I didn't understand how the explanation is given in that thread and I think my question is too basic to be asked there. Both the coefficients have look "like" $e^{-2kR}$ so it seems like it should be uniform but I don't know the argument.
 A: I'm just fumbling here, but if you compute a bit you get
$$
 b_k(R) e^{-ky} - c_k(R) e^{ky}
 =
 \frac 1 {e^{2kR}-1} \left( e^{2kR} e^{-ky} - e^{ky} \right).
$$
For $R$ large enough, you can easily bound this by some constant times
$$
e^{-ky} - e^{k(y-2R)}.
$$
Since $R \ge y$, the second term will be $\le e^{-ky}$. So for large $R$, you can bound your summand by
$$
  | f_k (b_k(R) e^{-ky} - c_k(R) e^{ky}) | \le C e^{-ky} |f_k| \le C |f_k|.
$$
Since the $\sum f_k$ converges, so does this new sum (assuming $f_k\ge 0$), and since the bound doesn't depend on $R$, it converges uniformly in $R$ (again, for large $R$).
Please double check all of this, I'm not sure if I messed up along the way...
EDIT: Ouch, Dr.

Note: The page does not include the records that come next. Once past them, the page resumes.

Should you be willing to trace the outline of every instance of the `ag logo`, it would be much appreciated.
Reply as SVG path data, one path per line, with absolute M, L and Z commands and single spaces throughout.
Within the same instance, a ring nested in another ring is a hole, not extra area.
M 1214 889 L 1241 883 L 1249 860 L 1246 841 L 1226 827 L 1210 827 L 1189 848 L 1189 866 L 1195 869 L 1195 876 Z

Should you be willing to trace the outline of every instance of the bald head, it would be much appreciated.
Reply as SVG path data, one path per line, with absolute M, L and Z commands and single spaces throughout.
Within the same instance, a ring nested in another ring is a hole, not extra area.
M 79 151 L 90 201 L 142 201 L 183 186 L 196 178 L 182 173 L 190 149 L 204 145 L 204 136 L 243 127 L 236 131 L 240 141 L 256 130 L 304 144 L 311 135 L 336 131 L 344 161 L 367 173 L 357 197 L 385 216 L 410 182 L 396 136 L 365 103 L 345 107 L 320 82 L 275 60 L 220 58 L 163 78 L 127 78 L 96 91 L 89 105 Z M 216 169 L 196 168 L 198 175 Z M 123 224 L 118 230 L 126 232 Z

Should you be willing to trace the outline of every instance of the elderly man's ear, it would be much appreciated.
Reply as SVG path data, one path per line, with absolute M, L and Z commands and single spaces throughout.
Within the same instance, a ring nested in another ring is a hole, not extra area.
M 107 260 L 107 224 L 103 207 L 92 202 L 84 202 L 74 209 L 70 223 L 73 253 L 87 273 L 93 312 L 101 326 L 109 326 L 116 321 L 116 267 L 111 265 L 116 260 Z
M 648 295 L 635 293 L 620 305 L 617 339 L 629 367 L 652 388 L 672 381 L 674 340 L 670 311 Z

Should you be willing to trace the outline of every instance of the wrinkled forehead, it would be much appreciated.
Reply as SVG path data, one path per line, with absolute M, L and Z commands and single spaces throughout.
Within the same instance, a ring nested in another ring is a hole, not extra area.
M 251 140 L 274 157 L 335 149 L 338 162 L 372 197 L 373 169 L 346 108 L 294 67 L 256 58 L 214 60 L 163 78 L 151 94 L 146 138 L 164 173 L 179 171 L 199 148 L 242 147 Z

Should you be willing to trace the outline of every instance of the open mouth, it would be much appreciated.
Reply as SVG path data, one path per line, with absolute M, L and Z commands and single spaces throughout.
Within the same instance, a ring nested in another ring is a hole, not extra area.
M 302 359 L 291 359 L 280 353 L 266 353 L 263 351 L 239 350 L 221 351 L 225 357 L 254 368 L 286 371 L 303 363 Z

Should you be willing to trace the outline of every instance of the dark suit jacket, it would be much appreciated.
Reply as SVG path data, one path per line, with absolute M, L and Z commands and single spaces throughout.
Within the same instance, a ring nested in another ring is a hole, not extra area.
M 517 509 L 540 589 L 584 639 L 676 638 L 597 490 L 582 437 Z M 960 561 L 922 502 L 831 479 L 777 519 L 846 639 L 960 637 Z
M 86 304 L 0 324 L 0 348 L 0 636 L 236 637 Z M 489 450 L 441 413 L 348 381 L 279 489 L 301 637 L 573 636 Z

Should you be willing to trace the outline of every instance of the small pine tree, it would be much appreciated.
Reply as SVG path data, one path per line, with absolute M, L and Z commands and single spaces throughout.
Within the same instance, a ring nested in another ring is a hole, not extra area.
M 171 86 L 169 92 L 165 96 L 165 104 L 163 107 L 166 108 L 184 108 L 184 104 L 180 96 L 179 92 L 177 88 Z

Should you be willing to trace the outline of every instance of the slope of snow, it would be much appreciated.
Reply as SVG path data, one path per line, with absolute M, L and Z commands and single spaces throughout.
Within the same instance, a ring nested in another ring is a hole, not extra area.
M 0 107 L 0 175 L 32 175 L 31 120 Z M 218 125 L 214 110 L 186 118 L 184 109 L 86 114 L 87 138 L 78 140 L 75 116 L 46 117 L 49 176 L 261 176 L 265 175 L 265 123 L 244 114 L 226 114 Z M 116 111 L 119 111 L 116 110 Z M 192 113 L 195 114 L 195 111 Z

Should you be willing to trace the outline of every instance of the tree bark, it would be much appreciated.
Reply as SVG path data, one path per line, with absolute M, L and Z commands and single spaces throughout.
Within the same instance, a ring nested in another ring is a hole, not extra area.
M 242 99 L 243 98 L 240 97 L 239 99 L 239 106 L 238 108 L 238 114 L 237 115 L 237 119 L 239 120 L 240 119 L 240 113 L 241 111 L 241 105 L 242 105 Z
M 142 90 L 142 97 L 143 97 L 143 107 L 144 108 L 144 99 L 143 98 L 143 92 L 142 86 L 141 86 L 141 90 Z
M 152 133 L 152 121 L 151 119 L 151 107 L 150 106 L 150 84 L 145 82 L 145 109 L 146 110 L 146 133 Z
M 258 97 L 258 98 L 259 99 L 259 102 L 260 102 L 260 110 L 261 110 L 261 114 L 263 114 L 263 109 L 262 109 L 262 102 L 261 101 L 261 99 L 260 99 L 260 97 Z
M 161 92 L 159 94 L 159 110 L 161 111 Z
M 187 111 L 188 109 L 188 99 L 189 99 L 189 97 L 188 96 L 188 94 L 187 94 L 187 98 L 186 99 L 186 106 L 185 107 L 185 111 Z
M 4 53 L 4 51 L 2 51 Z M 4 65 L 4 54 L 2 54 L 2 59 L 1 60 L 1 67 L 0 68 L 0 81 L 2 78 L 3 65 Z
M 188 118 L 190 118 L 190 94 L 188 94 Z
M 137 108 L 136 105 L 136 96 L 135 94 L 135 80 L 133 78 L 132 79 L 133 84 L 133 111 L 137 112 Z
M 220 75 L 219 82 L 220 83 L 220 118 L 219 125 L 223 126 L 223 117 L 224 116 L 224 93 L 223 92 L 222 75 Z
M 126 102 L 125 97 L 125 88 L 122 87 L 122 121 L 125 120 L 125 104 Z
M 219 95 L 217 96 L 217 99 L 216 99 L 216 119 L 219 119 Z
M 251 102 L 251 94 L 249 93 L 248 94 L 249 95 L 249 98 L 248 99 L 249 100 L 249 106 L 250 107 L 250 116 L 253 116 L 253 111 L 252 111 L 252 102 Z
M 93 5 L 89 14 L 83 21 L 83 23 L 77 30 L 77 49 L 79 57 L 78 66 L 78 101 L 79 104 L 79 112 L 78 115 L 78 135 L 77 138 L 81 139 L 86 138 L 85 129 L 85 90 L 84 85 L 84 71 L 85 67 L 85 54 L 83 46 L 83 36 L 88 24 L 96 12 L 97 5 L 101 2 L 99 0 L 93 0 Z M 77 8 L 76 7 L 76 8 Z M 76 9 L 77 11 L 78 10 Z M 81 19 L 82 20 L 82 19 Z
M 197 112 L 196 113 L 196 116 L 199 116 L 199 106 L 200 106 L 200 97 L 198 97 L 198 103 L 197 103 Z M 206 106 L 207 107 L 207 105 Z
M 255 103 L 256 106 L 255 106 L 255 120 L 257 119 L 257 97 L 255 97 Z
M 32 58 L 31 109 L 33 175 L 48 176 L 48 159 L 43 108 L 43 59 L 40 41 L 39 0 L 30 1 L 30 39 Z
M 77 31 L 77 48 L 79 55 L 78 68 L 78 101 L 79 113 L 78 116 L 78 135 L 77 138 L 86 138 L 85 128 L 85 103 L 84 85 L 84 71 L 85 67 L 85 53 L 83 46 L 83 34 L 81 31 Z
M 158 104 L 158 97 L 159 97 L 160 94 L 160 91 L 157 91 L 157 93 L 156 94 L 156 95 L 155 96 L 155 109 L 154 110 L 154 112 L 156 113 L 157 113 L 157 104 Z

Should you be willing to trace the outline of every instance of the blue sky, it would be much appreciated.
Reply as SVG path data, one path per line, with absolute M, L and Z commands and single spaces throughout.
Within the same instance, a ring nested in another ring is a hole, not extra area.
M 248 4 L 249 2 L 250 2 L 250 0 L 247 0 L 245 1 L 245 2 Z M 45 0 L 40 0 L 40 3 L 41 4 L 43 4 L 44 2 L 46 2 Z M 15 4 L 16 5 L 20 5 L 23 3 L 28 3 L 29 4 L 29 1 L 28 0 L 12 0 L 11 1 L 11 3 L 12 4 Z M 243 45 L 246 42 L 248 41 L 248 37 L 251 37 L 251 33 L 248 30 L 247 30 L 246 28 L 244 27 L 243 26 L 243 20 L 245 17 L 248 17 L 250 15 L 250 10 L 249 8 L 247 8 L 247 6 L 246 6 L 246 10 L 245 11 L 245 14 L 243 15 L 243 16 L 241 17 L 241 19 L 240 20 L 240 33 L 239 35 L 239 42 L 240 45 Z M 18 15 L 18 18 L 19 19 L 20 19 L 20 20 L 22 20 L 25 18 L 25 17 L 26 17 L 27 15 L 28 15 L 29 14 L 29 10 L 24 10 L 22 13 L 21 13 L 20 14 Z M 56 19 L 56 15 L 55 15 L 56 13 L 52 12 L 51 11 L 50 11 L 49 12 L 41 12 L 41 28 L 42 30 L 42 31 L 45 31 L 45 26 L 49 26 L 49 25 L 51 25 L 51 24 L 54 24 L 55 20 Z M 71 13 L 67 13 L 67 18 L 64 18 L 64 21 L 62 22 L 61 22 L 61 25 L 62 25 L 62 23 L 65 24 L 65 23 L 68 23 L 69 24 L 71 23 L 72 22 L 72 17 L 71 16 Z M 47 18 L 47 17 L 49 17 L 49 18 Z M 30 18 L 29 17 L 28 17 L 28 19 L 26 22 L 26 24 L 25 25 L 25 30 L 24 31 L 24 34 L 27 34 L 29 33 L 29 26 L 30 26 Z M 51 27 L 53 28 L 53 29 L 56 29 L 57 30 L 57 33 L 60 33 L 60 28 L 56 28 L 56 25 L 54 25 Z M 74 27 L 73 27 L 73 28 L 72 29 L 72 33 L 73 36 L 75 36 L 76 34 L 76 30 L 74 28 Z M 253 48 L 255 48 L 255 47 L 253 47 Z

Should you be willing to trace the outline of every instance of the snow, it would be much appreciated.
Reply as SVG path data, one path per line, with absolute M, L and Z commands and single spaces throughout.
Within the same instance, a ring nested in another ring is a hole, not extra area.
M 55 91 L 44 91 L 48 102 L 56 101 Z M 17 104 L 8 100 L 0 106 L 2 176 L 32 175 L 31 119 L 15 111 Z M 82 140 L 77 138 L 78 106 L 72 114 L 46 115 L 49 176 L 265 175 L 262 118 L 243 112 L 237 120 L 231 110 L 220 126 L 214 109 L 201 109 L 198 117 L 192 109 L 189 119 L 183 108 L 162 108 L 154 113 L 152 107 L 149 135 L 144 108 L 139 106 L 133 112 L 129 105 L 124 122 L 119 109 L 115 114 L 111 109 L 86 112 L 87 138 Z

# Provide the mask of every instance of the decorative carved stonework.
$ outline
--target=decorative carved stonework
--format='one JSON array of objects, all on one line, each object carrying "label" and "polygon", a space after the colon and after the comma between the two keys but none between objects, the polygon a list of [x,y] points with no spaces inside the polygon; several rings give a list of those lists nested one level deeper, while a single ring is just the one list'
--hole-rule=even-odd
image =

MV had the more elegant idea obviously.
A: Assume that $\sum_k f_k$ converges absolutely.
Note that 
$$\begin{align}
|b_k(R)e^{-ky}-c_k(R)e^{ky}|&=\left|\frac{e^{2kR}e^{-ky}-e^{ky}}{e^{2kR}-1}\right|\\\\
&=\left|\frac{\sinh k(R-y)}{\sinh kR}\right|\\\\
&<1
\end{align}$$
Thus
$$\begin{align}
\left|v(R)   \right|&=\left|\sum_{k=1}^{\infty}f_k\left(b_k(R)e^{-ky}-c_k(R)e^{ky}\right)   \right|\\\\
&\le \sum_{k=1}^{\infty}|f_k|\,\left|\left(b_k(R)e^{-ky}-c_k(R)e^{ky}\right)\right| \\\\
&\le  \sum_{k=1}^{\infty}|f_k|  \\\\
\end{align}$$
which converges by hypothesis!

Assume that $\sum_k |f_k|^2$ converges.
Then,
$$\begin{align}
\left|v(R)   \right|^2&=\left|\sum_{k=1}^{\infty}f_k\left(b_k(R)e^{-ky}-c_k(R)e^{ky}\right)   \right|^2\\\\
&\le \sum_{k=1}^{\infty}|f_k|^2\,\,\sum_{k=1}^{\infty}\left|\left(b_k(R)e^{-ky}-c_k(R)e^{ky}\right)\right|^2 \\\\
&=\sum_{k=1}^{\infty}|f_k|^2\,\,\sum_{k=1}^{\infty}\left|\frac{\sinh k(R-y)}{\sinh kR}\right|^2
\end{align}$$
The first term converges by hypothesis.  For the second term, note that 
$$\left|\frac{\sinh k(R-y)}{\sinh kR}\right|^2\le e^{-2ky}$$
and $\sum_{k=1}^{\infty} e^{-2ky}$ converges for any fixed $y>0$.